つまりは手品ではなかったということだ。それには一応納得した野々野小頭。でも……流石にこれが『力』なんていう事は一概には納得なんてできなかった。
「うーんそれじゃあ……小頭ちゃん怪我とかしてない? この力で治してあげる」
「ええー、てかしてないし」
「てかそっちがしてたじゃん……ってもしかして?」
そこで野々野小頭は気づいた。確かに草陰草案は奇跡的に瓦礫の山に覆われたが軽傷だった。軽傷だったといっても、傷はおってる。だから病院ではそこそこガーゼとかしてた。でも……だ。でも、今やどこにも絆創膏一枚してない。

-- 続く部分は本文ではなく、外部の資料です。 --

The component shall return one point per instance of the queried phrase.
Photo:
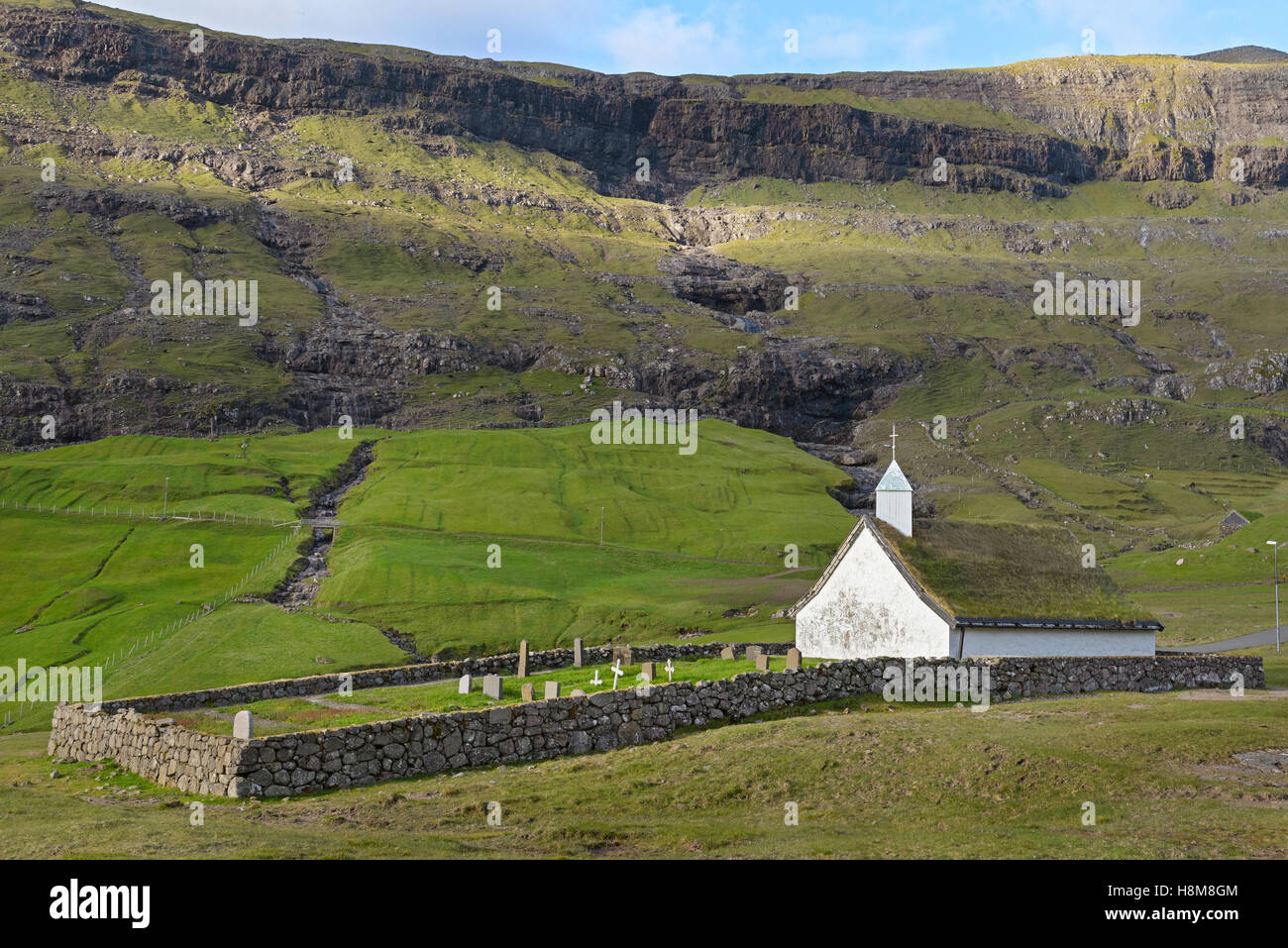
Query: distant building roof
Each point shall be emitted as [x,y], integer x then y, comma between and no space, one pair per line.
[1000,576]
[894,479]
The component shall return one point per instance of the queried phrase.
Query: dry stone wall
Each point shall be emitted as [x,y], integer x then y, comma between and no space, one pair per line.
[291,764]
[503,664]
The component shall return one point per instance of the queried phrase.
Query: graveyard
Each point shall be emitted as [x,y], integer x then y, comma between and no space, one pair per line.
[366,704]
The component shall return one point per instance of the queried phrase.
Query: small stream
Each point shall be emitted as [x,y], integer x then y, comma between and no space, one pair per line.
[303,588]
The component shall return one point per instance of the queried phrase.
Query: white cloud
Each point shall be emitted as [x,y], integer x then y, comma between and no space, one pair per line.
[657,39]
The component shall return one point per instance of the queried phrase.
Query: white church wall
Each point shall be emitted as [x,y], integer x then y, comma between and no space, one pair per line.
[866,609]
[1074,642]
[896,509]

誰もがきっと軽傷だったからもう治ったんだ……くらいにしか思ってなかっただろう。でも……と野々野小頭考えた。
(流石に軽傷でも早すぎるんじゃ?)
――ってね。なにせまだあれから三日である。軽傷でもガーゼをするほどの擦り傷である。かさぶたくらいは出来るだろう。けど……どこにもそれもみえない。どこも綺麗な肌だ。確か顔にも傷があった筈……もちろん傷が残るほどの傷ではなかった。でも……三日程度ならまだ跡があってもおかしくないと野々野小頭は思う。
でもないのだ。草陰草案の体はとてもきれいになってる。
「ふふ……そうだよ。私がこの力に気づいたのは、自分自身の傷を治しちゃったから……なんだよね」
そんなとんでもない発言を草陰草案はしてきた。そして草陰草案は自分がこの『力』って奴に気づいたときの事を話し出す。